## Measruing the Linux Virtual Memory Subsystem

Yan Zhai
Department of Computer Science and Technology, University of Wisconsin Madison
{zhaiyan920}@gmail.com

## **ABSTRACT**

Virtual memory is one of the most important subsystems inside modern operating systems. Although it is transparent to users, understanding the virtual memory can help to build better applications, especially in performance improvement. In this paper, I come to four issues of virtual memory: TLB, User space allocator, huge pages, and optimization of code sharing. I use performance measurement to explore deeply how these parts are working underlying our benchmarks. Most of the experiments run as I expect, except the TLB part. I will explain further in the paper about the methods, the results, and the conclustions on each separate parts. Moreover, I will try to illustrate why TLB measurement does not work well.

#### 1. INTRODUCTION

The virtual memory subsystem has become an indispensable constitution in modern operating systems. With the proper hardware support in paging and segmentation, operating systems build their own mechanisms to protection and abstractions to users. This greatly simplifies the price to write correct code, and also make the operating system more reliable to the user faults.

However, writing correct code is not equal to writing good code. The applications may not perform well without knowing underlying operating systems and hardware. For example, designing a good web server will often require good knowledge of how to maximize the usage of memory and avoid long latency from disks [3]. Thus, it would be quite attractive to reveal what is beneath the beautiful illusory operating systems provide with you.

The virtual memory subsystem is quite huge, we mainly focus on several topics:

- TLB(Translation Lookaside Buffer), the 'cache' of the virtual memory. It will be necessary to know how the TLB are working, how large it is. We try to measure the TLB size through a set of experimentations, in order to know more deep about this small buffer.
- Huge Pages. To avoid TLB missing, huge pages can serve quite good for this purpose. But while it has many benefits to use huge pages, what is the cost? In this paper, I try to illustrate the cost of huge pages with the performance cost in page preparation, allocation aspects.
- Memory Allocator, like *malloc*, *mmap*. The only thing users can see is these allocators will allocate the virtual

pages when invoked. However, when can user really uses this page? What is the allocation policy of the physical pages? These are all interesting questions to answer

 Optimization of Virtual Memory System. There are many optimization for the virtual memory, like better page replacement algorithm, prefetching, and so on. In this paper, I explored the benefits from the object sharing.

To flexibly employ all kinds of measurement strategies, we choose Linux as our major experiment environment. Four major experiments, and several minor ones are carried out toward above topics, and most of them run well, matching my understanding to the architecture and system. One thing that causes trouble is the TLB. The measurement of TLB is not quite accurate, and I will explain the reasons with the gathered timing and hardware events data.

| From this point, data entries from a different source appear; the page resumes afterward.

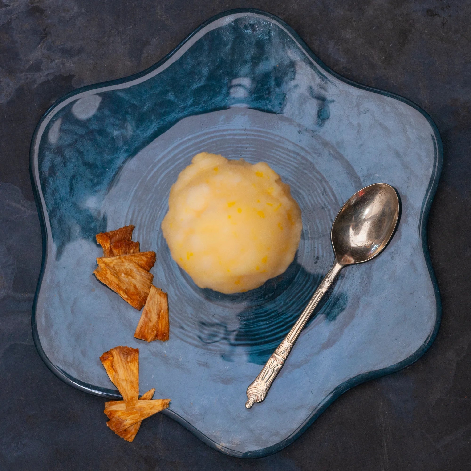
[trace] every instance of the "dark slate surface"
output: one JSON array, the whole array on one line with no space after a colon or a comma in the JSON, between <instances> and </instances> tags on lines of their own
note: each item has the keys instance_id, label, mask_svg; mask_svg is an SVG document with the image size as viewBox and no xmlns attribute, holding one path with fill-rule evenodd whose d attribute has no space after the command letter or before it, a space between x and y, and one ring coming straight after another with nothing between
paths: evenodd
<instances>
[{"instance_id":1,"label":"dark slate surface","mask_svg":"<svg viewBox=\"0 0 471 471\"><path fill-rule=\"evenodd\" d=\"M43 112L247 7L279 16L339 73L417 103L445 151L429 224L443 308L435 343L411 366L346 393L288 447L253 460L223 455L159 414L124 442L105 426L103 399L49 372L30 326L41 245L28 150ZM471 469L470 17L469 2L447 0L0 1L0 469Z\"/></svg>"}]
</instances>

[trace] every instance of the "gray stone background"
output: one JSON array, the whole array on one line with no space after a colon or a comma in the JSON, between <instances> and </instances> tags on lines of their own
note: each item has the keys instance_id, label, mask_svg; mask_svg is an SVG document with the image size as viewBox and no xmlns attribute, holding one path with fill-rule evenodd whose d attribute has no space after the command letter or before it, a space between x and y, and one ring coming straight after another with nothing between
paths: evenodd
<instances>
[{"instance_id":1,"label":"gray stone background","mask_svg":"<svg viewBox=\"0 0 471 471\"><path fill-rule=\"evenodd\" d=\"M358 386L293 444L241 460L171 419L132 443L104 400L66 386L33 344L41 261L28 172L31 137L65 93L152 65L207 18L254 7L280 16L328 65L426 110L443 140L429 225L443 319L430 350ZM471 470L471 2L463 0L0 0L0 469Z\"/></svg>"}]
</instances>

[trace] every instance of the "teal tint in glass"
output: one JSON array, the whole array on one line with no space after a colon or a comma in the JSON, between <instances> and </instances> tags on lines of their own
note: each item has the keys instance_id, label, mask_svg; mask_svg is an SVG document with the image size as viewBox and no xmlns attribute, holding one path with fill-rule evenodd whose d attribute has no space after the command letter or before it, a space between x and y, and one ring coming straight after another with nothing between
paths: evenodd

The paper is organized in following way: section 2 will introduce the environment, including time function I used, and some configuration details. section 3 is measuring different level TLB sizes. section 4 describes how we measure the memory allocator. section 5 will test the huge page overhead, section 6 illustrates the benefits from shared objects.

## 2. EXPERIMENTAL ENVIRONMENT

## 2.1 Timer in Linux

To best measure the times in experiments, I still decide to use system call gettimeofday. The major idea behind this is to enlarge the experiment scale, and ammortize the overhead. There are some high resolution things like Rdtsc instruction on Intel's X86/64 platform. But it's hard to use, and its behavior varies on different platforms as I tested. Though gettimeofday only supports measurement at ms level, we could see later, it is enough for our experiments.

## 2.2 Hardware and Software Environment

The machine I used for testing is a x86-64 machine. The processor is Sandy Bridge family, Intel-i5 2500K 3.3GHZ. This processor has two level private cache, and a last level shared cache. Both L1 data cache and instruction cache are 32KB in capacity, 8 way set associative, with 64 byte cache line. L2 cache is 256KB, also 8 way set associative. The last level cache is 6MB. Ram size is 16GB. The operating system I chose Fedora 17, with the linux kernel version 3.3.4. Compiler version is gcc-4.7.0. I also used a performance tool

called perf, which operates on hardware performance counter related interfaces.

## 3. MEASURING TLB SIZE

TLB is one greatest optimization that makes virtual memory to work fast. Without TLB, each memory reference will have to do more less than twice memory reference, for actual physical pages associated with, and for the real address CPU wants to visit. In this section, I try to measure the TLB size on my machine.

## 3.1 Methodology

To measure the size of TLB, I choose to observe the timing difference on referencing memory. If the TLB hits, then the reference should be faster than TLB misses cases. The goal could be achieved if we carefully construct the memory visiting sequence, then we can find out the thrashing behavior in timing when come to the point TLB begins to miss. Specifically, if not mentioned, TLB later all mentions to data TLB.

## 3.1.1 Complications

But correctly measuring TLB size, is not an easy task due to following complications:

- Hardware cache can interference heavily during the visiting process. To correctly measure the event, one needs to distinguish the cache miss event and TLB miss event. Unfortunately, these two events are usually comparable in missing penalty, and make things complex. Even worse is that caches are usually physical associated, and the addresses we can provide at userspace are virtual addresses. For the set associative caches, if their associative sets number are larger than the number of cache lines per page, then we can not fully control the cache. Due to the space limitation, if not necessary, I will omit derivations of the non-experimental conclusions.
- Hardware can have mechanism that ruins the assumptions about sequential programming model, like out-of-order instruction retiring, multiple processing units, and hardware prefetching and so on.
- Modern CPU can have multiple level of TLB. On my platform, there is two L1 data TLB for different page sizes, one L1 instruction TLB, and one shared L2 TLB.
   We need to let level 1 TLB to fail before we can fail level 2 TLB.
- Difficulties in generating the correct benchmark. The overhead in language constructs, operating systems interactions, and the compiler's aggressive optimizations can all become obstacles to obtain the correct results.

## 3.1.2 Strategy

To solve the above complications, I carefully construct my sequence to walk on memory. First thing is to design a pattern to maximize cache hit. One observation that helps is: level N TLB (N=1,2) usually has less entries than the total cache line number in level N cache, but its total size is larger than the corresponding cache. Due to this fact, we can force level N cache to hit, while level N TLB to miss.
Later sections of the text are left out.